【明治小考】 御一新は必要だったのか?

歴史に「もしも」はない、というのは当然なのでしょう。しかし、それでも明治の御一新(維新)というものについて「もしも」を考えずにはいられないのです。もしも御一新がなければ? もしも徳川幕府が続いていれば? 考えても意味のないことであるとは思います。ただ、現在の日本の惨状をみるにつけ、その「もしも」に縋りたくなる気持ちもご理解頂けるのではないでしょうか。私たちは一体どのような歴史を辿り、そして何をしてきたのか?それを知らずに明治を語ること、さらにその後の時代について語ることなど絶対に出来ないのです。

明治の御一新は慶応三年十二月九日(1868年1月3日)の王政復古の大号令によって成ったとされています。今からおよそ150年前の出来事です。薩摩・長州を中心とする下級武士階級による事実上のクーデターであり、その後の歴史を見れば、当時の上役だった島津や毛利と言った薩摩・長州が推戴すべき主君らが脇へと追いやられ、実権が下級武士たちに握られていく有様を見ればはっきりと分かるものです。そして、昭和二十年(1945年)の大東亜戦争敗北によって、彼らが作った大日本帝国という名前だけは御大層な国家は崩壊しました。

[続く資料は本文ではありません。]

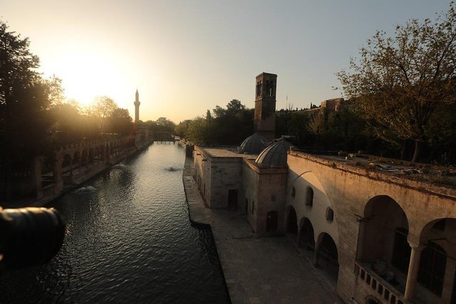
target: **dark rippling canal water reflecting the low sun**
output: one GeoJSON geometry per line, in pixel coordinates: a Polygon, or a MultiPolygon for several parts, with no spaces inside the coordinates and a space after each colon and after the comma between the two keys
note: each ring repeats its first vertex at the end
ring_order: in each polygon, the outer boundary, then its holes
{"type": "Polygon", "coordinates": [[[66,221],[45,266],[0,274],[0,303],[229,303],[209,229],[188,219],[185,150],[147,150],[53,201],[66,221]]]}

百年にも満たない国家に意味があったとは思えないのですが、その後の日本は米国の属国として存在が許され、昭和二十七年(1952年)のサンフランシスコ平和条約締結とともに、大日本帝国から日本国として国家の様相を変えて現在に至ります。本来であれば、明治政府を打ち立てた薩摩・長州の責任が問われて当然なのですが、なぜか長州閥と呼ばれる国家を崩壊に導いた勢力が未だに力を持っており、その長州閥の流れを汲んでいる自民党(特に米国中央情報局絡みで政界で力を持った岸一族ら)を無知蒙昧な民衆が支持する有様です。

明治政府以降、彼らは歴史の改ざんを繰り返し、歴史教育の中で徳川幕府のありもしない「士農工商」という身分制度をでっち上げ、それを開放し「四民平等」を成し遂げた明治政府、という偽功績を吹聴していきました。歴史は勝者によって書かれ紡がれるものであり、徳川幕府とて豊臣政権を打ち倒し改ざんしたではないか、との声があることは百も承知です。しかし、それでも近代に入って「易姓革命」の如き支那の悪しき伝統を我が国に持ち込み、日本においてぬぐい切れない汚点を作り上げたことも確かなのです。ほんの150年前でさえこの調子なのです。

たった七十数年で国家を潰した薩長の私怨で始まった明治の御一新の犠牲になった多くの人たち。会津戊辰戦争で、会津藩が恭順を願い出ていたにも関わらず、蛤御門の変や新選組などの恨みで絶対にそれを許さず、会津を灰燼に帰することになりました。さらにこの戊辰戦争で亡くなった多くの会津兵たちの躯を野ざらしにし、見せしめにした政府軍のやり方を是認できるものなどいないと信じたいところです。薩長土肥の御一新の罪は未だ消えておらず、特に長州(山口県)が「維新の故郷」などと称して売り込みを展開しているなど言語道断の所業といえるでしょう。

その維新(御一新)のおかげで、日本がどのような結末を辿るはめになったかを考えれば、何をいわんかといったところでしょうか。とまれ、現在の米国の属国たる日本国において、若者は希望を失い、熟年者は職を失い、老齢者は火葬場を失う有様です。自民党政権の失政により90年代以降、日本が経済的に下り坂を転げ落ち、落ちた穴から這い上がろうと必死にもがく姿、ボロボロになっていく姿を見るにつけ、「明治の御一新」についてもしもを考えずにはいられないのです。もしも御一新が無ければ? もしも徳川幕府が続いていたなら? と夢想するのです。